Opinión

La muerte de Tiziana

SE LLAMABA Tiziana. Tenía treinta años, un nombre hermoso y la vida por delante. También, quizá, un punto de inconsciencia que le llevó a participar en un juego absurdo que terminó mal: un vídeo sexual grabado con su consentimiento fue enviado sin control a tres o cuatro personas que lo difundieron en las redes. Y ahí empezó la odisea de Tiziana para pedir, legítimamente, su derecho al olvido. Mientras ella reclamaba a Facebook o a youtube un poco de misericordia, se multiplicaban las reproducciones del vídeo y llegaban las bromas. Sugieron los “memes”, las parodias, los chistes replicados mil veces por ese altavoz sin piedad que son las redes sociales. Alguien hizo camisetas alusivas al episodio. Toda Italia sabía su historia. Tiziana dejó su casa, su ciudad, a su familia, y trató de buscar el anonimato imposible en esta época de información desmadrada. La lucha judicial dio sus frutos y se reconoció a la joven el derecho a echar tierra sobre su imprudencia. Pero el mismo juez que dictó la sentencia decidió que Tiziana tenía que pagar las costas del juicio: veinte mil euros que no tenía.
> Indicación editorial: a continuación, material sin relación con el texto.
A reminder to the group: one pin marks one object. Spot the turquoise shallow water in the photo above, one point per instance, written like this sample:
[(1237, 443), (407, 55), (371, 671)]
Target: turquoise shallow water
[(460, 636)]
Y la chica, que llevaba meses sin salir a la calle, que no podía trabajar o dar un paseo con sus amigas, no soportó ser veinte mil euros más desdichada y se quitó la vida. Como son tantos los que cargan con el peso de la culpa (el novio indiscreto, el juez riguroso, los gestores de las páginas web, los cómicos que inventaron nuevas bromas sobre Tiziana, los tipos rijosos que reproducían su vídeo, los diseñadores de camisetas con su nombre) es posible que ésta se diluya. Nadie será castigado. Tiziana está muerta, y en algún lado del mundo esperan más chicas como ella, otras Tizianas jóvenes y alocadas que serán presa fácil de los malvados, de los viles, de los miserables que creen que arruinar la vida de una persona hace más ricas y más divertidas sus vidas mezquinas. Espero que al menos uno de los que la provocaron se sienta cómplice de la muerte de Tiziana.